The dedication marked the anniversary of the birth of Hodgkin’s niece in 1836, Emma having passed away August 2, 1889. In 1891 Mr. Hodgkins purchased three acres of the former Ebenezer Bayles property for $2,400 for a library. He spent about $12,000 on the grounds, building, fixtures, books, and an endowment of $16,000. The Queen Anne style library was designed by architects Rossiter and Wright of New York. The stained glass window, representing the archangel Michael, was executed by Heinigke and Bowen of New York.


Thomas G. Hodgkins

Thomas Hodgkins early life is a story fit for a young boy’s adventure novel. Born in London in 1803 he was three when his mother died. Sent to France he received a gentleman’s education in the classics and arts. Returning home at fifteen, life with his stepmother was unbearable forcing him to leave against his father’s wishes. He joined the crew of a merchant ship bound for India which wrecked near the mouth of the Hooghly River. Penniless and ill in a Calcutta hospital, he was told he had only six months to live. Determined, he made up his mind that he would live, acquire a fortune, and donate it to large and philanthropic ends. He recovered and prepared a petition to the Governor General of India asking for aid to return to England. Ragged and barefoot he asked for an audience with the ruler of India. Persistence paid off. He was even offered a position in the governor’s household. Thomas refused the honor saying that if they filled his cap every morning with gold pieces, he would not stay in India. Thomas returned to England and eventually married. He came to New York with his wife about 1830 and started a small candy store on Greenwich Street which in time grew into a million dollar business.


Emma S. Clark

In 1875, now widowed, he bought Brambletye Farm comprising more than 100 acres in Old Field. When word came from England that his two nieces Annie and Emma Clark were orphaned Hodgkins brought them here to live. Emma never married, living her life out at Brambletye. Annie married, but after leaving her husband, returned to Brambletye with her daughter.


Hodgkins was a large contributor to many charities. He was a strict believer in the importance of fresh air to one’s health and well-being. While riding the railroad he wore a tube over his mouth with the end outside the car window so that he could breathe fresh air.


Hodgkins medal

In 1891 Hodgkins gave the Smithsonian Institution $200,000 (plus an additional donation of $50,000 after his death), stipulating that the income of one half of it should be devoted "to the increase and diffusion of more exact knowledge in regard to the nature and properties of atmospheric air in connection with the welfare of man". The Hodgkins Medal and Fund were established in 1893.

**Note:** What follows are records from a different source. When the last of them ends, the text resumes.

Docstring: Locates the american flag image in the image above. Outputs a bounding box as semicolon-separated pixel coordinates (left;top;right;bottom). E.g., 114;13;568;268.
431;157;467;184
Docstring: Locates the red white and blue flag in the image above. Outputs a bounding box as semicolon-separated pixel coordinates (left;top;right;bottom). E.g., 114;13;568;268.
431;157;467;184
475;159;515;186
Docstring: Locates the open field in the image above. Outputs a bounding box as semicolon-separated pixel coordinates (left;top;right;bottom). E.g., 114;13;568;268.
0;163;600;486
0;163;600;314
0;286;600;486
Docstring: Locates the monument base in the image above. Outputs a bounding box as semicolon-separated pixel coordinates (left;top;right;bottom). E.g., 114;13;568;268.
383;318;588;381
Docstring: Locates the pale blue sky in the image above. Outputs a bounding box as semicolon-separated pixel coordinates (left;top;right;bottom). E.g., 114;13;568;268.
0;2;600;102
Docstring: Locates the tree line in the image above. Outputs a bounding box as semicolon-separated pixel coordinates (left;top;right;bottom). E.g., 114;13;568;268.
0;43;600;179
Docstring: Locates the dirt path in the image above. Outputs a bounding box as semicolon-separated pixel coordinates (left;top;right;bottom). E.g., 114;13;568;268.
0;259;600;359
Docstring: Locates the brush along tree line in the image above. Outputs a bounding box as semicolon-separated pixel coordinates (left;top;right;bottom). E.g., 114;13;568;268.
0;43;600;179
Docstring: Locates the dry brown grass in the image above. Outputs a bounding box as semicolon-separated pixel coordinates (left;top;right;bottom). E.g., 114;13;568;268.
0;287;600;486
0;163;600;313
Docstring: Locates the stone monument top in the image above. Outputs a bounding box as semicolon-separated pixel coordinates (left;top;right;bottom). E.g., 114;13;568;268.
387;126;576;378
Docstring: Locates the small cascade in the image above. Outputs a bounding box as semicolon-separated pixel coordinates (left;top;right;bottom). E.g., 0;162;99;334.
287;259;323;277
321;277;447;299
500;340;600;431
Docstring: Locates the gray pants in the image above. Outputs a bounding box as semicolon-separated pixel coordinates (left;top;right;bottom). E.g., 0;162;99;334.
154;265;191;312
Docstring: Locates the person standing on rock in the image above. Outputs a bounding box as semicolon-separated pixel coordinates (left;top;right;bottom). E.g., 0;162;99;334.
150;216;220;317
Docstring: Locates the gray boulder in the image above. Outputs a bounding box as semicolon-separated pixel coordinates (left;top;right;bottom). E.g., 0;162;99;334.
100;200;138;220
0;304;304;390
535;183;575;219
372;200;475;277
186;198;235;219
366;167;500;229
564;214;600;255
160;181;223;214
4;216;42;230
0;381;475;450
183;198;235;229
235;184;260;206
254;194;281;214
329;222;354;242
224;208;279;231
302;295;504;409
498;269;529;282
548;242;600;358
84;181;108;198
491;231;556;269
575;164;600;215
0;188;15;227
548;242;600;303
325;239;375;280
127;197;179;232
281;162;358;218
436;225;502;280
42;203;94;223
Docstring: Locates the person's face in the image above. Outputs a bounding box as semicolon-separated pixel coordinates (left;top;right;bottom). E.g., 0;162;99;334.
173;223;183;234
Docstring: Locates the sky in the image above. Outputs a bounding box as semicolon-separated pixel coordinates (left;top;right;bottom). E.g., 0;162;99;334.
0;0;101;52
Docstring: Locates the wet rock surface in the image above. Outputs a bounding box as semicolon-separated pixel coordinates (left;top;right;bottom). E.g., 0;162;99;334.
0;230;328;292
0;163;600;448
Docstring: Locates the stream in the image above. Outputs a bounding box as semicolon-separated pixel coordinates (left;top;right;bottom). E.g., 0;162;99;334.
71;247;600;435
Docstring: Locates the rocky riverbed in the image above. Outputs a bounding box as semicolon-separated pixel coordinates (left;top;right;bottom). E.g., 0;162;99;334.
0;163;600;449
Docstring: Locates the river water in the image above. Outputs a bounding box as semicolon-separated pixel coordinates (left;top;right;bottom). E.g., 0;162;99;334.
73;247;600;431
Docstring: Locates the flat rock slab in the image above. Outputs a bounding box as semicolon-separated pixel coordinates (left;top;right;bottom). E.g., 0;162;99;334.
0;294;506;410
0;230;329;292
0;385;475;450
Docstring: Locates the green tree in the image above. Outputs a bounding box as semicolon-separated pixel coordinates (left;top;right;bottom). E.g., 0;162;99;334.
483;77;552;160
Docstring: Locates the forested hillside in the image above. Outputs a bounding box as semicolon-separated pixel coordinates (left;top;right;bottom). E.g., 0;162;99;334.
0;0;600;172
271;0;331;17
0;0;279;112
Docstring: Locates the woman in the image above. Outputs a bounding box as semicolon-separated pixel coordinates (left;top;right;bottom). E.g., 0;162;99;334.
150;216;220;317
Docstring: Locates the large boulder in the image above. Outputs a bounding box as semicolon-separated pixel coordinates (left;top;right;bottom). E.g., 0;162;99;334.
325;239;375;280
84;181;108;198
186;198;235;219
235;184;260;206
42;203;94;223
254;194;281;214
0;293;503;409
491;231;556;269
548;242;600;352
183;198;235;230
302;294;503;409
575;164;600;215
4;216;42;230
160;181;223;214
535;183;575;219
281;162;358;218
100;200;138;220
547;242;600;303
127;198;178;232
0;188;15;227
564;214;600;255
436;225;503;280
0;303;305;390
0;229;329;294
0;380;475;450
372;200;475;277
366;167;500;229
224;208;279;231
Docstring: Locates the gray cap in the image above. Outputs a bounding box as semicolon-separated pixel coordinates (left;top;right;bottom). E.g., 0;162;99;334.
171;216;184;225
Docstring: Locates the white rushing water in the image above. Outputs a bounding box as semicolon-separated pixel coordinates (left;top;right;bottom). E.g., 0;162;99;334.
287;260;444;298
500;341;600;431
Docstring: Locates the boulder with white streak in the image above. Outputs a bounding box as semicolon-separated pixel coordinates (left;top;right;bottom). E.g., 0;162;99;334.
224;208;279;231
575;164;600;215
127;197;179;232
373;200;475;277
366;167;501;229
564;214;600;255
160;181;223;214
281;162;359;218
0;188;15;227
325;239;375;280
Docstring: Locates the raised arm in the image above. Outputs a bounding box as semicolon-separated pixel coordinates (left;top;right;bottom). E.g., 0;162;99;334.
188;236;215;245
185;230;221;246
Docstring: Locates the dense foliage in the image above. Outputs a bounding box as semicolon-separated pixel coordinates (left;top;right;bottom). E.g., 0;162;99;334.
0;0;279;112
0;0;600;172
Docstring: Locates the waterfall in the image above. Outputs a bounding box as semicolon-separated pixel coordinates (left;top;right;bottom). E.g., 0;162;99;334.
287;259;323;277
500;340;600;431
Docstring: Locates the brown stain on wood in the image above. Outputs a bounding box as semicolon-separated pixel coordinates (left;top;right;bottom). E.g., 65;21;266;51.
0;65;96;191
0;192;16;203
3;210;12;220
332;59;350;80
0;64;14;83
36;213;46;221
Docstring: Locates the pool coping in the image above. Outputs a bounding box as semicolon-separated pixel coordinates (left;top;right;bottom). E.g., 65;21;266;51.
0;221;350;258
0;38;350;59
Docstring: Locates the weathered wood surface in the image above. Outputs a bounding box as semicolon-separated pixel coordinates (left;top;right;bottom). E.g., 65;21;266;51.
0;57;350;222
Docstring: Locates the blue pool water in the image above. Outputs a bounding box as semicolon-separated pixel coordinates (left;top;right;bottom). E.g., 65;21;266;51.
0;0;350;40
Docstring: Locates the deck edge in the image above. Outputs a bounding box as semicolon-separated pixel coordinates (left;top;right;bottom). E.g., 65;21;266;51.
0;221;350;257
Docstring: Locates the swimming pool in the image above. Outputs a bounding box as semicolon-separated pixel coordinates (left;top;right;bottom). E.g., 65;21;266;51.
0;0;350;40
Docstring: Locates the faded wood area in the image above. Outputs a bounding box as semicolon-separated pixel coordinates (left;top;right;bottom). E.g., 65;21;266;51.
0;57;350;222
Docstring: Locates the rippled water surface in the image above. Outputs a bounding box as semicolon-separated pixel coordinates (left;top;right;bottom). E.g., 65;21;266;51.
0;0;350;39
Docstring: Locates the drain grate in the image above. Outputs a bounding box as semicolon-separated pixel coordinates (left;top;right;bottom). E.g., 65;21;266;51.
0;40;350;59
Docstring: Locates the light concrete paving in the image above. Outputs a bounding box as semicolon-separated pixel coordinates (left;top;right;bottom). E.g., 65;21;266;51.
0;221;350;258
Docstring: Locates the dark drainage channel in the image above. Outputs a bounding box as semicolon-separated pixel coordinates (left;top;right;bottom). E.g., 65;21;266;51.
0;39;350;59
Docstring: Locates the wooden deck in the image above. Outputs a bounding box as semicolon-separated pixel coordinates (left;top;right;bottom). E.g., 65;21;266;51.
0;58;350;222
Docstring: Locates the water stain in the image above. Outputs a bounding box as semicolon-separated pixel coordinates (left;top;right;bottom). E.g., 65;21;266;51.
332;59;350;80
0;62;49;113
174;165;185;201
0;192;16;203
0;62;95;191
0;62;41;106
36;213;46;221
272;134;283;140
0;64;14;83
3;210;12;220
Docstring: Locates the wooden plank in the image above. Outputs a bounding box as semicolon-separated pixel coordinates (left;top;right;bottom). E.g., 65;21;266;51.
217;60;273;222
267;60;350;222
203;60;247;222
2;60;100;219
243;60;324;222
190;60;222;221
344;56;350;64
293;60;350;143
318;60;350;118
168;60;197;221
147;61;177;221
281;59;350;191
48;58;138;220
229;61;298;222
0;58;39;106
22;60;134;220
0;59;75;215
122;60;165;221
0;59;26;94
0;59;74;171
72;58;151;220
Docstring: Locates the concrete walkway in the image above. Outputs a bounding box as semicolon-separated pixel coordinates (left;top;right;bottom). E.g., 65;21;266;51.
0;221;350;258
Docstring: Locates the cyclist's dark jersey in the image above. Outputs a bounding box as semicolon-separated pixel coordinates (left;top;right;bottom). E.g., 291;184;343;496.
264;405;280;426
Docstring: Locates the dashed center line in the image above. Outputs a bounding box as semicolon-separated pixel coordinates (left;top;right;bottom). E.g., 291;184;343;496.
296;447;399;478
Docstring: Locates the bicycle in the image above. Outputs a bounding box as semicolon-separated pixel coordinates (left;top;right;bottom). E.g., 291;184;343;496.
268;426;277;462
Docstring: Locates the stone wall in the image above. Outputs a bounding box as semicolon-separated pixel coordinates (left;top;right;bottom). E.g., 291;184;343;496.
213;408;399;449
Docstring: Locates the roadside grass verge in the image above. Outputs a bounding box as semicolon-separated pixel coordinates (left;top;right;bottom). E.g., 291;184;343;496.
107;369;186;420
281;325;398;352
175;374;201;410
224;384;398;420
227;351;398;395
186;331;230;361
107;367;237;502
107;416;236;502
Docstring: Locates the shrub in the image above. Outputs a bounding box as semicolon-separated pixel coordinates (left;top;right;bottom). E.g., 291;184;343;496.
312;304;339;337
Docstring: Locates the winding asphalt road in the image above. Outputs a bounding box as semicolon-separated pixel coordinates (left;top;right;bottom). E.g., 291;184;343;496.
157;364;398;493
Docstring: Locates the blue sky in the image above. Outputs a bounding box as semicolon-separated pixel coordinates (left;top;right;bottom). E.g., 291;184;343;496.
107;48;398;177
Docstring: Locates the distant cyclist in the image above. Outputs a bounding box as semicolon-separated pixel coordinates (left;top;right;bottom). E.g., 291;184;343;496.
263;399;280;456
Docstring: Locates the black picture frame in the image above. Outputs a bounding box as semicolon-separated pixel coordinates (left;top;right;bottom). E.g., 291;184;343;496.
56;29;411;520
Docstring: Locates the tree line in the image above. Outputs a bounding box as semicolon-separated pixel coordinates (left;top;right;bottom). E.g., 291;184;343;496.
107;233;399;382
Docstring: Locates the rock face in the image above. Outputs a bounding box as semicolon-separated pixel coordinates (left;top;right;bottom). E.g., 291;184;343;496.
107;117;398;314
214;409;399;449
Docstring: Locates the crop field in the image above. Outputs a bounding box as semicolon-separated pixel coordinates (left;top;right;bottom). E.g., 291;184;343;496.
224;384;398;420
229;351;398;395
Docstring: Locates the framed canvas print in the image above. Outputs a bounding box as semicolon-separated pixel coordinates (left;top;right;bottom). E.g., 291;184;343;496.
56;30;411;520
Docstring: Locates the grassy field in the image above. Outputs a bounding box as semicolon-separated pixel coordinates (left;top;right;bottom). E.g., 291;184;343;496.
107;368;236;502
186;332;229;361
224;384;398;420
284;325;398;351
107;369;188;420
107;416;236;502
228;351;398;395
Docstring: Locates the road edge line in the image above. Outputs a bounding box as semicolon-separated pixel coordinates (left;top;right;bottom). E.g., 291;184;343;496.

Mr. Hodgkins was unable to attend the dedication of the new library due to illness and died at his Old Field estate on November 25, 1892. He is buried in the Caroline Episcopal Churchyard next to Emma Clark. His funeral was unpretentious and attended by his intimate friends.



Congratulations and appreciation to the Emma S. Clark Memorial Library from the Three Village Historical Society on serving our community for 125+ years!


Sources

  • Address made October 3, 1892, at the Opening of the Emma S. Clark Memorial Library, Founded by Thomas G. Hodgkins, Esq., at Setauket, L.I. by John Elderkin

  • Barnwell, Edith, “Notes on Emma Clark and Thomas Hodgkins as told to me by Emma Clark Bills (Mrs. Francis Tweddell), who was my mother”, January 1975. (typescript)

  • “Emma S. Clark Memorial Library”, Three Village Historian, December 1991 • Emma S. Clark Memorial Library website

  • Goode, George Brown, The Smithsonian Institution 1846-1896; the History of its First Half Century, City of Washington 1897.